Hot, black, dark roast coffee and dark chocolate. I love espresso, when I can get it, but will settle for Seattle’s Best Dark Roast at home.

This got me to thinking. A lot of artists I know drink a lot of coffee. And galleries are often in or near coffeeshops. So there must be a relationship between heavy caffeine consumption, and the creation and enjoyment of art, right?

Anyway, here’s an informal poll for you artistic types, just for fun

Do you require caffeine to produce your art?

a. Yes, I drink several energy drinks and shots of espresso each day to get my creative juices flowing

b. Yes, I drink hot coffee several times a day, combined with chocolate and sodas

c. Yes, I drink a cup of green tea each day

d. No, I wouldn’t put anything that unhealthy near my lips, I only drink Kale purees


I would love to hear how others get themselves motivated to create their masterpieces each day. I’ll share the results next week!

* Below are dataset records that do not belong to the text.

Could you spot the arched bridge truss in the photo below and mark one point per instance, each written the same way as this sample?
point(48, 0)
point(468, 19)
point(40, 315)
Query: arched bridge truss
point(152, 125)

Birds of Michigan series: Titmouse

Recently, I’ve been painting birds. I did a couple for one of the bathrooms in the house I live in, to complement a series of birdhouses that a roommate put up. They look nice together, along with the shower curtain that has…birds.

I live where the birds constantly come and visit, due to the feeders we put out. During the fall, winter and spring, the chickadees, titmouses, red-breasted Grosbeaks and cardinals swoop in all day long, while the finches and woodpeckers get their share, too.

A friend suggested that I paint a “Birds of Michigan” series (this friend REALLY likes birds). So, I’ve decided to go for it. This is the first painting I’ve completed; it’s a titmouse. Image

I hope you like this little feller. He has that cheeky look that titmouses get; I love their beady eyes and tuft of hair. I think he’s quite satisfied with himself!


Plein Aire painting of Atoka Lake

ImageI love to paint outdoors, and capture the feel of a landscape on site. This is a plein aire (outdoors on site) painting that I did awhile back of the trees at Atoka Lake in Oklahoma. I was fascinated by the textures of the lichen growing on the bark, and wanted to show it. If you ever go there, it really does look like this in mid-summer, lots of brown and ocher grass, very different from the lush greens of West Michigan.

No mosquitoes there, either. But I do love the cool summer weather here, and how beautiful and green it is.